Do you sound like “Chris”? If so, we’ve got your back.

Let’s make this simple. Wouldn’t you agree that at a high level, an effective investment management methodology would include due diligence, process and performance metrics? Why not apply those same three principles to managing your business?

Three concrete examples you can put to good use right now

1. Due Diligence: There are wide-ranging, road-tested business development strategies that align with all manner of personality types and work styles. Therefore, there are techniques that can work perfectly for who you are. What are the two to three initiatives you can commit to implementing? Don’t choose techniques simply because you believe others are using them successfully. Pick those that truly resonate. And of course, select strategies with a good track record of delivering successful outcomes. A good industry-specific coach can be enormously helpful here. See How A Coach Can Help You Ramp Up Growth.

2. Process: You’ve outlined your growth initiatives and other firm-level strategic priorities. (Those might be, for example, optimizing your staffing model, updating your branding and value story, delegating low priority work to others, modernizing the digital presence or establishing meaningful relationships with the adult children of top clients.) Now it’s time to determine what needs to be done when and by whom to bring these objectives to life, and develop a system to track and share progress, so that team members stay informed and accountable.

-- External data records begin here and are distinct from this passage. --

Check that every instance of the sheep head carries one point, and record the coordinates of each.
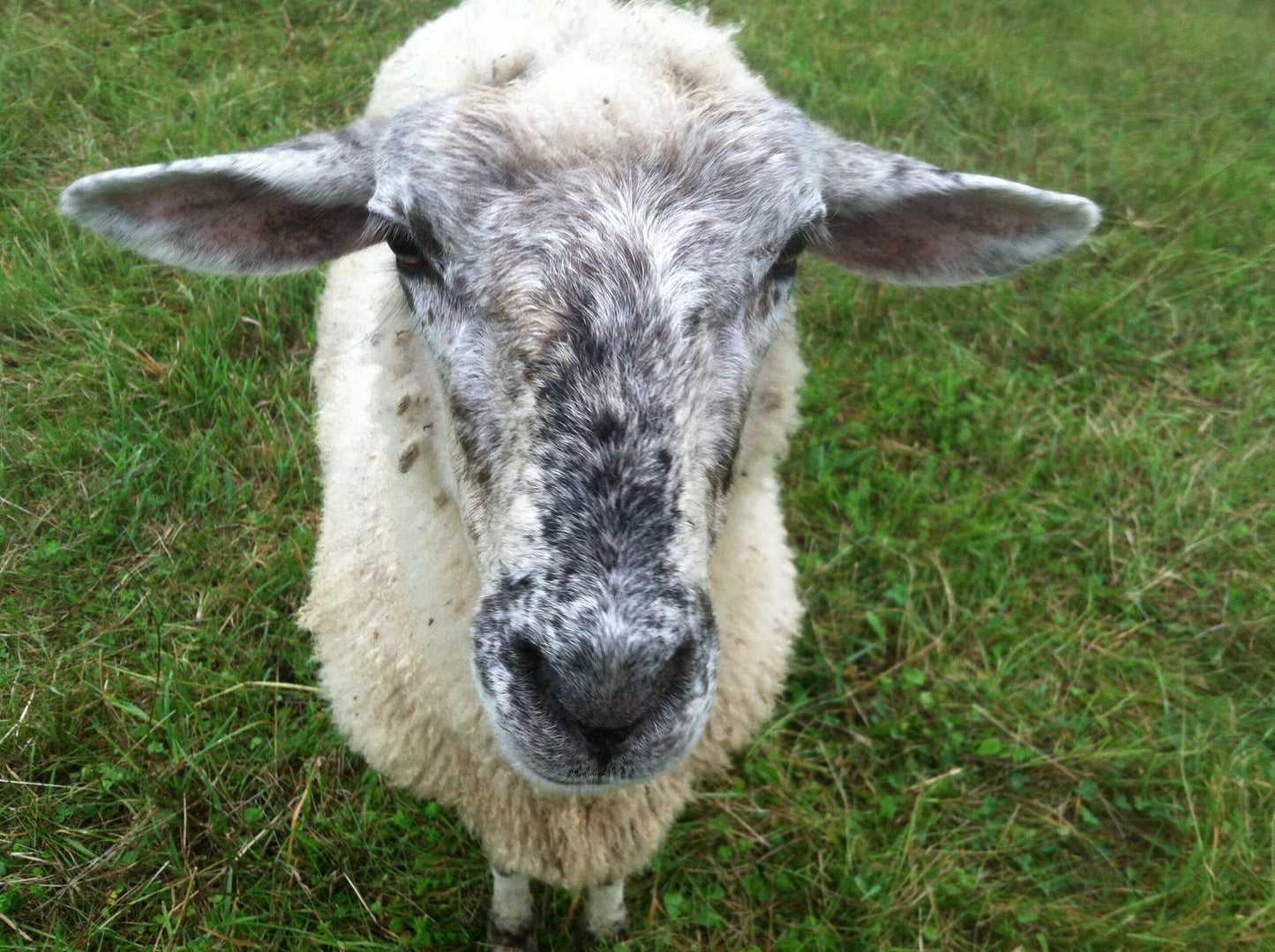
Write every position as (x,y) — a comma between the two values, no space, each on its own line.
(596,306)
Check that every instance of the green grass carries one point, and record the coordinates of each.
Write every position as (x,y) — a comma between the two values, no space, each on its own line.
(1034,705)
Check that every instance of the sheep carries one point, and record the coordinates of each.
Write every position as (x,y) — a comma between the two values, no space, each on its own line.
(556,371)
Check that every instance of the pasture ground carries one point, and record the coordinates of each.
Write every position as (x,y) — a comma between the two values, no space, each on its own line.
(1033,705)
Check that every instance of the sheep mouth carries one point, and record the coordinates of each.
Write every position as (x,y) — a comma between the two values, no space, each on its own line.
(635,733)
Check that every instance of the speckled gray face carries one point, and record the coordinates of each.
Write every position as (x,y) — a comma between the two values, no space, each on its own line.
(596,326)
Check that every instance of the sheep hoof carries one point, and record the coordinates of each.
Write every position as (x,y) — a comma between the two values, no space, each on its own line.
(501,941)
(595,942)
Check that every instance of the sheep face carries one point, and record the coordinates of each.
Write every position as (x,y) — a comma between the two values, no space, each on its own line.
(596,296)
(596,323)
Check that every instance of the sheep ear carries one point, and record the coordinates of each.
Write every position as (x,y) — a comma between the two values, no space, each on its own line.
(903,221)
(271,211)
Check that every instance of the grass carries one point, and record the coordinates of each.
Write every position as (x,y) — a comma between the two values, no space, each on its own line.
(1036,519)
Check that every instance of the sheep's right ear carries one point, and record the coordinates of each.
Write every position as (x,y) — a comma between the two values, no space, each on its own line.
(271,211)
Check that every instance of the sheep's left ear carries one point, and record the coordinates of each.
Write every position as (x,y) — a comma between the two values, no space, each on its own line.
(903,221)
(271,211)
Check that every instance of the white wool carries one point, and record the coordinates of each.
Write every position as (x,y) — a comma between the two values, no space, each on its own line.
(395,585)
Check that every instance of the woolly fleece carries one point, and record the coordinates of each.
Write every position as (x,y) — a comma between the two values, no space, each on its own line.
(394,584)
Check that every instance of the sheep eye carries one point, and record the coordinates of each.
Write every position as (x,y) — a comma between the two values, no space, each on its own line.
(785,266)
(404,247)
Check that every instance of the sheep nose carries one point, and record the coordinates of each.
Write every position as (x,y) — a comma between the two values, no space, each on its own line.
(607,697)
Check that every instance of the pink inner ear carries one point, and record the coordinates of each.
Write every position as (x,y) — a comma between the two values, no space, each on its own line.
(930,234)
(244,221)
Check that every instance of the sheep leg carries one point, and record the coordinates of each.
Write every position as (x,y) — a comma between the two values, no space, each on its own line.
(606,920)
(512,924)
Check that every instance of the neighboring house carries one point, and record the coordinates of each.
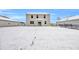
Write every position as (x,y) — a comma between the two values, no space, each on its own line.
(72,22)
(5,21)
(38,19)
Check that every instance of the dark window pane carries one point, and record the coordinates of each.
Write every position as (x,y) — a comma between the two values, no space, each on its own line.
(45,22)
(31,16)
(37,16)
(31,22)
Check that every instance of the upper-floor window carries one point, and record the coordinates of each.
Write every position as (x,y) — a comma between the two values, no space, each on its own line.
(31,16)
(45,22)
(36,16)
(44,16)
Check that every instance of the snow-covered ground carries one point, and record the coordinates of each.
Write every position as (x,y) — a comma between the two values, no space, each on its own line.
(44,38)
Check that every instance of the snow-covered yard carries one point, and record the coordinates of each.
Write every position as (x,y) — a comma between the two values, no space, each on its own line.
(45,38)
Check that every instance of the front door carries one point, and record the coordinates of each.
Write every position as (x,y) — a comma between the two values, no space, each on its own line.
(39,23)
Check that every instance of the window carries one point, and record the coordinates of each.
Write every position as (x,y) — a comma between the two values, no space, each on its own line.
(31,22)
(36,16)
(31,16)
(8,23)
(44,16)
(45,22)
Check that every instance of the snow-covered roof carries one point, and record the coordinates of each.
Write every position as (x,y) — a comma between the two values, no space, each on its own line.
(37,13)
(70,18)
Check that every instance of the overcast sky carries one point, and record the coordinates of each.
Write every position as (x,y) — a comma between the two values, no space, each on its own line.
(20,14)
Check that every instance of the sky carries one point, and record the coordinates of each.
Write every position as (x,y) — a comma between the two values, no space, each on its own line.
(20,14)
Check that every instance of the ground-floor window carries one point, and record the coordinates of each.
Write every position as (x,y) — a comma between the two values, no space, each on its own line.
(45,22)
(31,22)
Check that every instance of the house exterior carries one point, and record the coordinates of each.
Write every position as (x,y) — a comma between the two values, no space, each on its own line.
(5,21)
(69,22)
(38,19)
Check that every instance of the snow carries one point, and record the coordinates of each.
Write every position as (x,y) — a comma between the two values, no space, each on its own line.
(38,38)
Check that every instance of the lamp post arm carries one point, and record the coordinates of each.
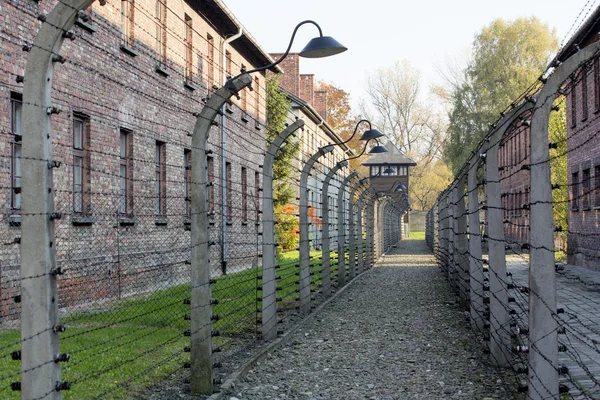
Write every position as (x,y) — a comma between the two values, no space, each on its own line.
(287,51)
(355,130)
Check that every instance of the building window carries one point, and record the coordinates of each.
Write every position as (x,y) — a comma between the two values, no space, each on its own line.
(584,105)
(16,107)
(575,191)
(161,30)
(228,203)
(126,172)
(586,186)
(597,186)
(187,180)
(244,194)
(81,164)
(243,94)
(257,192)
(189,48)
(573,103)
(257,97)
(127,10)
(596,84)
(211,60)
(228,62)
(160,175)
(210,169)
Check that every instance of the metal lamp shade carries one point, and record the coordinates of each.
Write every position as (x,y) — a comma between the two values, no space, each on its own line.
(378,149)
(371,134)
(323,46)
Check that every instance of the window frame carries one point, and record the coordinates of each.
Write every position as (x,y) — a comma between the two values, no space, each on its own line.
(127,23)
(189,48)
(575,191)
(586,189)
(161,30)
(187,181)
(126,162)
(16,138)
(160,177)
(82,153)
(244,186)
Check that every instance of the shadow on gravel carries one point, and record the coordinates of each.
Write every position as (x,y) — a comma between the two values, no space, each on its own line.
(408,253)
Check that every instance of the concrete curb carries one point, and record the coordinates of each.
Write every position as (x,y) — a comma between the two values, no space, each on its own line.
(276,344)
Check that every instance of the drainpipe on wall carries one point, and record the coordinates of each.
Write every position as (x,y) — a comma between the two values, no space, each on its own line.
(224,155)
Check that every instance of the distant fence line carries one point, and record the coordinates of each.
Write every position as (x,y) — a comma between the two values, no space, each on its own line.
(493,233)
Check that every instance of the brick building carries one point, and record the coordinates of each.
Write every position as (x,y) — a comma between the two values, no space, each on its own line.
(583,149)
(311,106)
(134,77)
(386,182)
(513,160)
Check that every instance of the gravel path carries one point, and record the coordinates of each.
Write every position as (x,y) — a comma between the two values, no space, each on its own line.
(394,334)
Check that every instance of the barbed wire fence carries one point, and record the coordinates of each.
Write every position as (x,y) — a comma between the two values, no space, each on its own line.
(494,230)
(122,264)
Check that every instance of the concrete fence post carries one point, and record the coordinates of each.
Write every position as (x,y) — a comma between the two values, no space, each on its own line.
(543,326)
(499,322)
(326,276)
(475,263)
(40,374)
(351,236)
(342,229)
(462,257)
(326,263)
(305,291)
(201,309)
(359,225)
(269,278)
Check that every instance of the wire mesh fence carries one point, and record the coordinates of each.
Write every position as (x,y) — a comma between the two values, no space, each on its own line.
(515,231)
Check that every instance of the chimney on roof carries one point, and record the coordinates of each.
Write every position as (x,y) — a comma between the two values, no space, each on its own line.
(290,79)
(320,103)
(307,88)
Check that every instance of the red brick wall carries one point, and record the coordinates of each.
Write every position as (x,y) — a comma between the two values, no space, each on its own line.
(307,88)
(107,259)
(583,146)
(320,104)
(290,79)
(513,154)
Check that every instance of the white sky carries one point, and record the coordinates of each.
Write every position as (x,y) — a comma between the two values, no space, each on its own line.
(379,32)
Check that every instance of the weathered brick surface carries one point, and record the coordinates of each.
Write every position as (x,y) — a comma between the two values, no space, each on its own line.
(108,260)
(583,146)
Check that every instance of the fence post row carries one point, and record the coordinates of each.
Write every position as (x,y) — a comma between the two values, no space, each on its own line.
(40,375)
(304,236)
(269,280)
(201,310)
(326,263)
(342,228)
(543,341)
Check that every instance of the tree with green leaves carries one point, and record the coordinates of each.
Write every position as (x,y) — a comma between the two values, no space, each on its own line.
(278,107)
(507,58)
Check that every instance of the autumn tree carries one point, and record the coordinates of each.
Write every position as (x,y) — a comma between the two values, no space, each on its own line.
(428,179)
(507,58)
(395,106)
(341,118)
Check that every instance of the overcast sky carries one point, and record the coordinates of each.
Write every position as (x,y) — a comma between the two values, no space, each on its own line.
(379,32)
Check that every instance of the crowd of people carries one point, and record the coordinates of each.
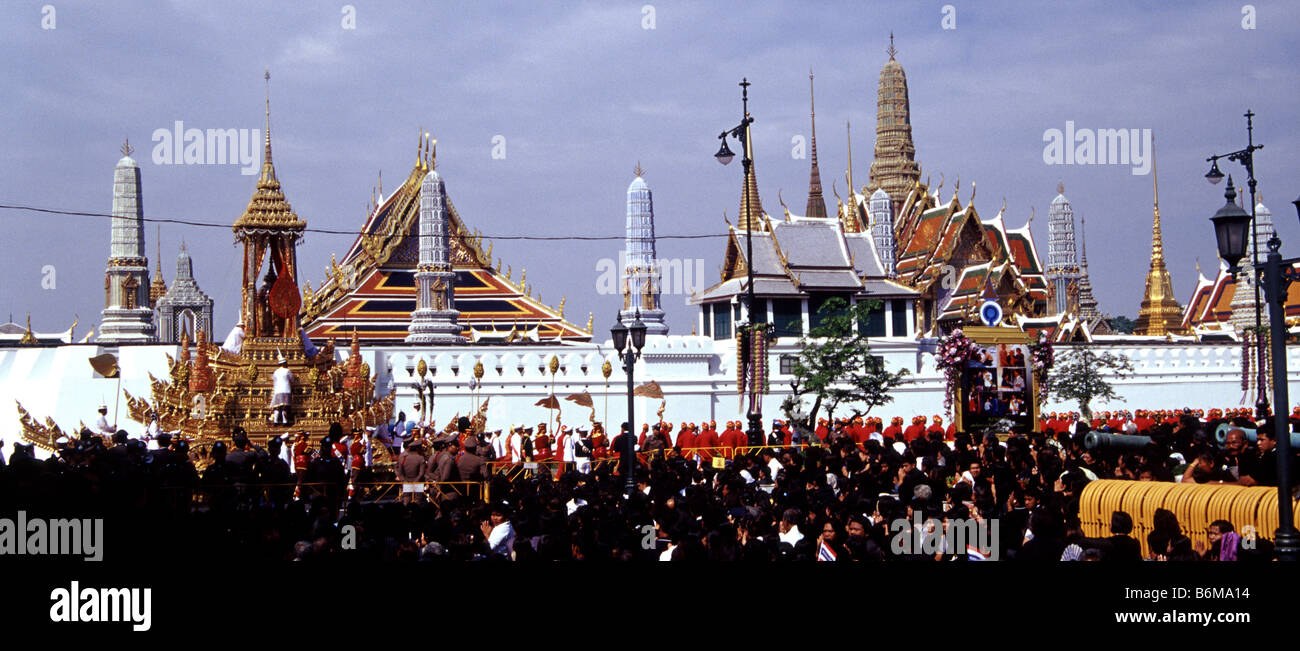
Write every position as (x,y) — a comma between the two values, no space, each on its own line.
(848,489)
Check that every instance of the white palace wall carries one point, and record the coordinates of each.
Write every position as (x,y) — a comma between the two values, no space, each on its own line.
(697,376)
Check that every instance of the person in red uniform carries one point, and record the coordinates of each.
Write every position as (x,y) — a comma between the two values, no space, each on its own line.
(936,428)
(687,442)
(915,429)
(356,452)
(895,430)
(823,429)
(599,442)
(705,446)
(1143,421)
(300,459)
(541,443)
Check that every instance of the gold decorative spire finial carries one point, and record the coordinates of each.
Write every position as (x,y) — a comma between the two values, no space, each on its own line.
(848,137)
(267,77)
(27,337)
(817,203)
(1160,313)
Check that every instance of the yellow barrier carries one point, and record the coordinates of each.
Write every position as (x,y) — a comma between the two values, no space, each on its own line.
(1195,506)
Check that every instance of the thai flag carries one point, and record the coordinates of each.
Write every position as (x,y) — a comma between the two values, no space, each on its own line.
(824,552)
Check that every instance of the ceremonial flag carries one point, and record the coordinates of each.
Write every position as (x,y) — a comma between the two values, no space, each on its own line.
(649,390)
(824,552)
(105,365)
(583,399)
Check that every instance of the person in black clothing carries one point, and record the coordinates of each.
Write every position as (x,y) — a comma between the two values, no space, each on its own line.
(1121,546)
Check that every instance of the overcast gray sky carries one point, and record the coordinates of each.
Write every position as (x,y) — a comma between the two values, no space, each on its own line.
(581,92)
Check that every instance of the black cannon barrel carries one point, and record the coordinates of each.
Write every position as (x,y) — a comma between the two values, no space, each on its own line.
(1122,442)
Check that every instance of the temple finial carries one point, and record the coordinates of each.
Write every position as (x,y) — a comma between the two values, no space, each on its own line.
(848,137)
(267,77)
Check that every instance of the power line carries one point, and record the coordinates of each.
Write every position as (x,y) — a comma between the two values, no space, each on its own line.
(329,231)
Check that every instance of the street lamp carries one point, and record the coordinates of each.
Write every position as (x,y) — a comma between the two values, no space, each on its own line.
(1230,231)
(1247,159)
(629,354)
(724,156)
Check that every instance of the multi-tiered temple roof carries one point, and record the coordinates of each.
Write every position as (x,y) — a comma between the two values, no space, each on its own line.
(372,289)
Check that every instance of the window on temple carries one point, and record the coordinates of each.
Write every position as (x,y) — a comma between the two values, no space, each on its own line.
(875,322)
(722,321)
(817,300)
(788,364)
(788,317)
(898,309)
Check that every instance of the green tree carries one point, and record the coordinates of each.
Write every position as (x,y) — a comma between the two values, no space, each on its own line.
(1084,376)
(836,367)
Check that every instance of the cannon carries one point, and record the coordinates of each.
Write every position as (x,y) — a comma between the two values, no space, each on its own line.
(1118,442)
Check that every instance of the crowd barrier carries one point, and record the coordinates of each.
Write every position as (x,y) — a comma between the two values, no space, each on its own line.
(1195,504)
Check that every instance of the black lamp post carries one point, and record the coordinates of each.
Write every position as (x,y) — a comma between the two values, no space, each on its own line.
(1247,159)
(724,156)
(629,354)
(1231,228)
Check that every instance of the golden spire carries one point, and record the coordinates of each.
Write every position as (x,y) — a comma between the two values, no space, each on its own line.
(1160,313)
(817,204)
(265,163)
(848,137)
(268,208)
(27,338)
(750,204)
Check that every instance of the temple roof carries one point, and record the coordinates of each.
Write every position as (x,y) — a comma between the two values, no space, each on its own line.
(373,287)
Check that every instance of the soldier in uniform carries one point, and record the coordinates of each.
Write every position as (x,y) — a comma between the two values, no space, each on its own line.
(282,391)
(300,460)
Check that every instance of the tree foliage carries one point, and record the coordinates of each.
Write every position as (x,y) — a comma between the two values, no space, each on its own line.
(836,367)
(1083,376)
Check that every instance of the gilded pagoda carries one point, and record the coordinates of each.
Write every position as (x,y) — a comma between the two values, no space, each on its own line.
(212,390)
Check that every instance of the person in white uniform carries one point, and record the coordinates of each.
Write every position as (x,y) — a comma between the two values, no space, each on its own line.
(282,391)
(102,422)
(234,341)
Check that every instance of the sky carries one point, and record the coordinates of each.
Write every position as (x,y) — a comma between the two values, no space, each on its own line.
(544,109)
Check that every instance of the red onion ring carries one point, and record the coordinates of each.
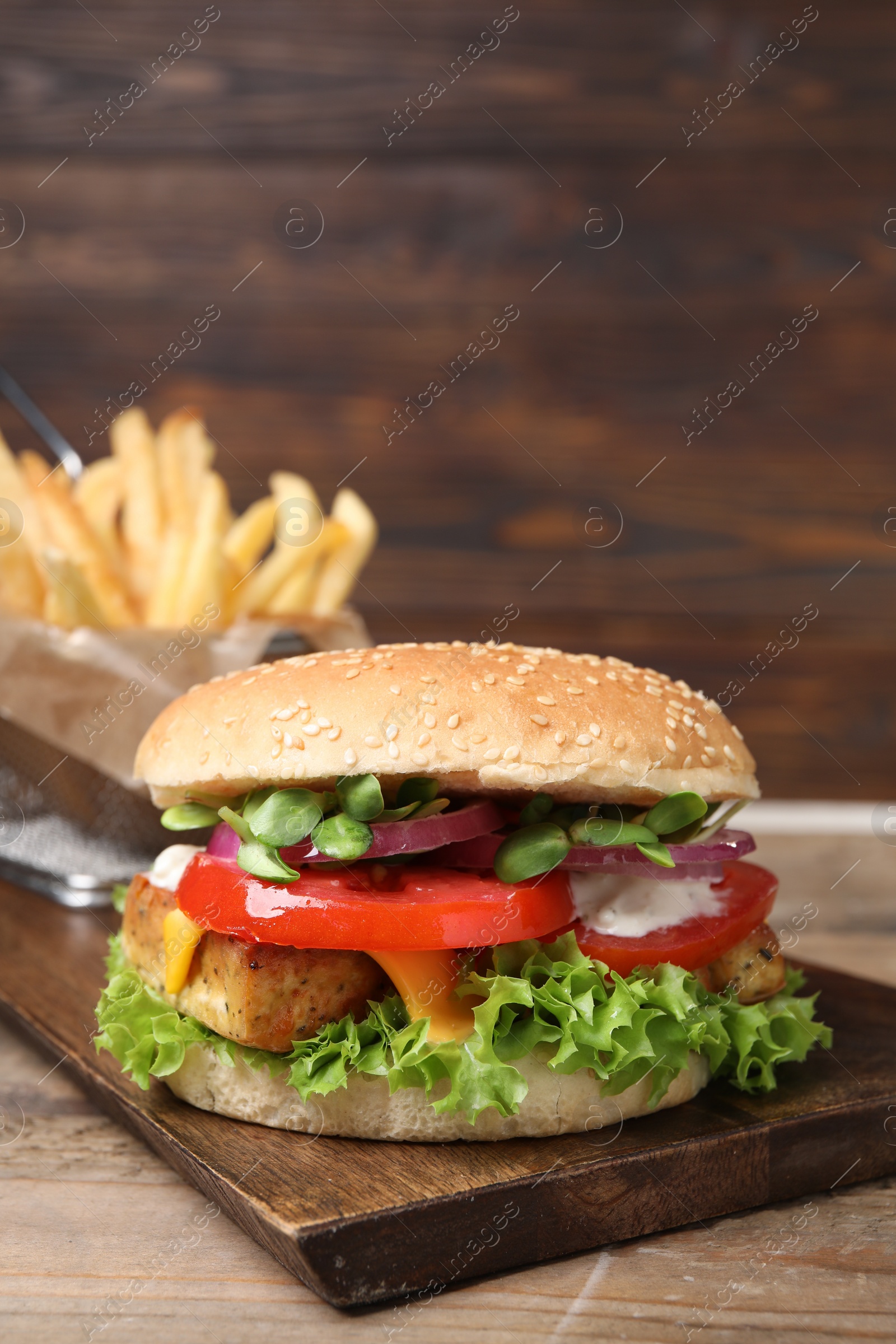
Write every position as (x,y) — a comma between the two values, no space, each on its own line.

3. Performance Metrics: You wouldn’t consider managing assets without meaningful success measurements, a reliable method of tracking results and a compelling way to report those results to interested stakeholders, right? So, if it works for portfolio management, it also works for managing your business. Identify the data points you most care about that gauge the firm’s financial health, asset flows, and the degree to which the firm is expanding its reach in the community, in the minds of local professionals, and in the hearts of your best clients. You’ll need to help the team develop procedures to gather the data systematically, and you’ll want a tool that enables you to monitor this “report card.”

Making It Work in the Real World

Advisors I work with generally excel at attracting and retaining clients, as well as at the technical aspects of investment management and financial planning. But with a handful of exceptions, they are indisposed to moving ideas into action. They would prefer to pour salt and lemon juice on an open wound rather than manage an implementation plan.

So, how do you solve for that? Here’s how: Advisors need to outsource the “get it done” part. Unless you’re one of those rare advisors who can bring home the bacon and fry it up in the pan, you need an implementation partner.

This is someone on your team (or a new hire) who is as gifted at planning ahead, prioritization, and seeing things through to completion as you are at landing the $2M prospect you just met. I genuinely believe this is the single most important thing you can do to convert your aspirations to real-world triumphs, to turn your business plan from an assemblage of pretty words into an actual roadmap your team will use to get to the destination you’ve been dreaming about.

I invite you to apply the same intellectual rigor, intention and follow-through to realizing your business ambitions as you do to managing portfolios.